Leggendo l'Eneide
di Nicola Belcari - giovedì 15 agosto 2024 ore 08:30
Epica desolazione
(libri I, II, III)
Gli dèi tutelari ci hanno abbandonato? È il volere del fato questo luridume? Questa sofferenza ingloriosa? Questa fatica senza premio? Siamo la vergogna degli antenati che seppero vivere da donne e da uomini semplici e puri?
Oggi pochi naufraghi (rari nantes) scampano alle melmose acque, alla palude di liquame: io e te (lettore) tra questi?
Nel bosco sacro della Natura violata l’arte narra la nostra sventura in cui le lacrime delle cose (lacrimae rerum) si confondono con le nostre in un nodo inestricabile.
C’è il silenzio dell’ascolto, riverente e ammirato, c’è il silenzio dell’assenza e dell’indifferenza sordo al dolore altrui che la memoria rinnova.
Domina la malizia colpevole. L’inganno fa uso delle parole al contrario: la verità è il loro rovescio. Il potere offre doni avvelenati (timeo danaos et dona ferentes), punisce il giusto e innalza lo stolto, incoraggia il farabutto.
Oltre la tragedia sociale, la tragedia personale. Un giorno il coniuge dirà addio all’altro affidando il pensiero di sé al comune amore per il figlio (serva communis amorem) e diverrà un’ombra che sfugge all’abbraccio.
Fiaccati dalla stanchezza non c’è lido che ci accolga, terra o deserto. Senza il cattivo influsso di Sirio ci procuriamo pestilenze, carestie, guerre: catastrofi umane. Tutto per il denaro. Cupidigia maledetta! (auri sacra fames) a cosa costringi l’animo umano.

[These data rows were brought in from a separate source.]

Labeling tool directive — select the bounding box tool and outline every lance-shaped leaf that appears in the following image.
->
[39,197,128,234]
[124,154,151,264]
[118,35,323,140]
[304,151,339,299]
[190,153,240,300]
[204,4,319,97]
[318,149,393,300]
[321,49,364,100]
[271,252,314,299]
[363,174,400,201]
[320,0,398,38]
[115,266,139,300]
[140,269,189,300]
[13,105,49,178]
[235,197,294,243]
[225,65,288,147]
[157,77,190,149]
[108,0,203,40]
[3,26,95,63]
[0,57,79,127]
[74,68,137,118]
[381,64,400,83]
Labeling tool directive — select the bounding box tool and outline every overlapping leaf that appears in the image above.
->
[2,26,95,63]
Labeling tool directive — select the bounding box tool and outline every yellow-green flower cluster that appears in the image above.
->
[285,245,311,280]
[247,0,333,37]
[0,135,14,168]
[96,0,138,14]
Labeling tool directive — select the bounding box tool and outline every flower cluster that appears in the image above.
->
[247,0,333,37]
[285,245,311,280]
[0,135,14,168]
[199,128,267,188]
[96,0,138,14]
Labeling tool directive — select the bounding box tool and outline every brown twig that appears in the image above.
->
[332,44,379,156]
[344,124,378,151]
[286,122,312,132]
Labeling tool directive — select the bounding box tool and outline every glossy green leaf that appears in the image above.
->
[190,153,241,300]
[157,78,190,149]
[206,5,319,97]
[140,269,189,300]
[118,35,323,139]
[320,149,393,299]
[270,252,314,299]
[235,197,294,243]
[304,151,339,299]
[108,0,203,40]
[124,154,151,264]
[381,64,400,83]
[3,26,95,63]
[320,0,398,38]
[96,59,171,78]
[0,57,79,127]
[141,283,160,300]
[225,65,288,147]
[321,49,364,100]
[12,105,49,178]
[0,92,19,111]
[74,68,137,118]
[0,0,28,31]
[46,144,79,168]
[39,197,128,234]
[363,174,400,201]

Così trascorre la nostra vita infelice. E infine rassegnati ai mali sovrastanti, nel nostro ultimo tempo, nonostante un dolore sottile, che sia almeno la pace del cuore.
Colpa o Fato?
(libro IV)
Noi sappiamo che Enea non si è inventato una scusa: davvero Mercurio gli è apparso, per comando di Giove, con l’ordine di partire (e dunque abbandonare Didone). Non sappiamo se avesse in animo di tradire comunque l’amante. Egli si è trovato in una situazione senza uscita, un’uscita onorevole (o questa è la sua colpa). O tradire la regina fenicia o tradire il proprio destino, il futuro di gloria che gli è riservato. È questo uno tra i tanti casi in cui per un protagonista si pone il dilemma: colpa o fato? Quello di Elena, causa della guerra di Troia, è tra i più clamorosi e dibattuti.
La grandezza della visione del mondo dei Greci non sta in questo oscillare tra libertà e responsabilità personale da una parte e fatalità dall’altra? Nessuna delle due può valere in assoluto senza il rischio di rendere l’uomo una marionetta o, al contrario, un padrone totale delle proprie azioni come si è tentato di credere in un arido passato prossimo, non più presente. Sembra quasi che quelle divinità che muovono e impongono le passioni siano state scoperte assai dopo in un tempo recente dando il nome d’inconscio al loro regno, suscitatore di atti irrazionali, istintivi o inconsulti. In un gesto o un’azione confluiscono un coacervo di sentimenti, l’uno o l’altro prevalgono a momenti. Nel suicidio di Didone c’è una punizione autoinflitta, c’è il ricordo del marito Sicheo, l’orgoglio umiliato, l’ira incontenibile, l’incapacità di vedere un futuro per sé.
Poi, nei secoli, filosofi, teologi, scienziati si sarebbero affaticati sul concetto di libero arbitrio, dalla libertà delle scelte fino a un “positivismo” condizionato dalla materia, dalle circostanze, dall’ambiente. Da una personalità guidata dall’anima a un’insalata di molecole, una miscela chimica, una mistura di combinazioni decisiva che forma il reprobo, l’assassino, il ladro (una teoria comoda per i cattivi benestanti che non hanno l’attenuante della miseria, di un ambiente degradato, d’un’emarginazione senza possibilità di riscatto).
L’eroe antico asseconda il suo destino come un pesce nuota col favore della corrente, compie se stesso, realizza il suo essere, aderisce alla propria natura.